Immunotherapy firm Juno Therapeutics picks up Deal of the Year 2014 for its $176m series A.
In a decision that will hardly come as a surprise to Global University Venturing (GUV) readers, this year’s Deal of the Year award goes to immunocology firm Juno Therapeutics.
The joint venture between Seattle-based Fred Hutchinson Cancer Research Centre, the Seattle Children’s Research Institute and New York City-based Memorial Sloan-Kettering Cancer Centre has actually raised two deals which could make it a contender for this year’s award. Within 10 months, Juno Therapeutics has raised $310m in external fundraising, its latest being a series B worth $134m.
However, it is the series A for which Juno picked up the award. In one of the biggest series A rounds in recent history, Juno raised a staggered $176m.
The ball began rolling in December at the time of its launch, when Juno received $120m through Arch Venture Partners, a venture firm spun out from the University of Chicago’s old technology transfer programme, and the Alaska Permanent Fund, an investment vehicle derived from oil profits created to build a large funding pot for the state once it runs out of fossil fuels. The company then went on to increase its backing to $145m when Bezos Expeditions, the personal investment unit of Amazon founder Jeff Bezos, and venture firm Venrock, established by the Rockefeller family, joined the round in January.
Already a gargantuan round, the series A was further topped off through expansions by the investors in April, bringing a close to the deal at $176m.
So what is Juno working on that’s worth putting $176m behind it within six months? In a word, immunotherapies. The oncology therapy is quickly building traction and, according to some observers, could be a market worth $35bn in the next ten years. It is also a space which is quickly becoming crowded with other well-financed contenders, such as Oxford University’s Adaptimmune, which received $104m in a series A in September for its immunotherapy treatments, and Kite Pharma, a University of California Los Angeles spin-out which won last year’s GUV Deal of the Year award for a $35m series A and recently raised $128m in an initial public offering.

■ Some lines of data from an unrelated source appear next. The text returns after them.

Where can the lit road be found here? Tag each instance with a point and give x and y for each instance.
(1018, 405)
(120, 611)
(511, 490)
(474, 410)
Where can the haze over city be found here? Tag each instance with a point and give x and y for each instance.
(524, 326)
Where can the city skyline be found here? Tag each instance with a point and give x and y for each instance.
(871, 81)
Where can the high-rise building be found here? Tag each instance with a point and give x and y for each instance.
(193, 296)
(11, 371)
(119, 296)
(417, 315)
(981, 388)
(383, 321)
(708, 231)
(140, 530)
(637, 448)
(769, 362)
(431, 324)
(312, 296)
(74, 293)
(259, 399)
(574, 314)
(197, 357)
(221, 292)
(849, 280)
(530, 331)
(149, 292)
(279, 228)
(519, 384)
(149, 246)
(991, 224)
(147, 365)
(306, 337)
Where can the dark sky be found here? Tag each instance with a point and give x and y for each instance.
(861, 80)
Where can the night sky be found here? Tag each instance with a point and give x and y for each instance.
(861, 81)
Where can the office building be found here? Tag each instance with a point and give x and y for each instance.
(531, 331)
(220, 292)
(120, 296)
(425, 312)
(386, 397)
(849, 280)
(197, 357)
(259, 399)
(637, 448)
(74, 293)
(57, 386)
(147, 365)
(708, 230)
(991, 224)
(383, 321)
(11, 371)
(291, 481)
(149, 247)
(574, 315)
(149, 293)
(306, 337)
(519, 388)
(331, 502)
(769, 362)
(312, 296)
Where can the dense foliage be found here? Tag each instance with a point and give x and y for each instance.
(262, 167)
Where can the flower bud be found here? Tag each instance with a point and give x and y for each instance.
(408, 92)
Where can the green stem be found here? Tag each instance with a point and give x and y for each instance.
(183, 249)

In essence, immunotherapies will offer a new treatment for cancer which can be used once other conventional treatments have been exhausted or quite possibly as a replacement treatment for debilitating treatments such as chemotherapy.
It works by re-educating the body’s immune system to identify and target cancer. T-cells are extracted along with blood from a patient’s body where they are genetically programmed to recognise cancer from healthy tissue, and to attack it on sight. These T-cells are they infused back with the patient, and have demonstrated a robust capacity to eliminate tumours.
While it is too early to call immunotherapies a cure for cancer, the results do look promising. In Phase I/II trials conducted by Juno, 88% of patients saw a complete remission in their cancers while patients who underwent trials with similar technologies developed at the University of Pennsylvania are cancer-free four years later.
There are still issues with the technology – patients have died or nearly died due to T-cells getting out of control – and the promise, both financial and medical, has sparked a legal battle between Juno and Pennsylvania’s development partner Novartis. However, it is a truly exciting field, and one investors are taking seriously. So, although the size of the round itself is enough in itself to attract acclaim, it is not this reason alone that Juno wins the award. It also the weight behind Juno shows that the technology the deal supports may yet save millions of lives, and therefore Juno is awarded GUV’s Deal of the Year 2014 because it brings something else to the billions of people who have been affected by cancer: hope.
Other nominations: InsideSales.com (Stanford), Otonomy (Osage-backed), Adaptive Biotechnologies (Fred Hutchinson).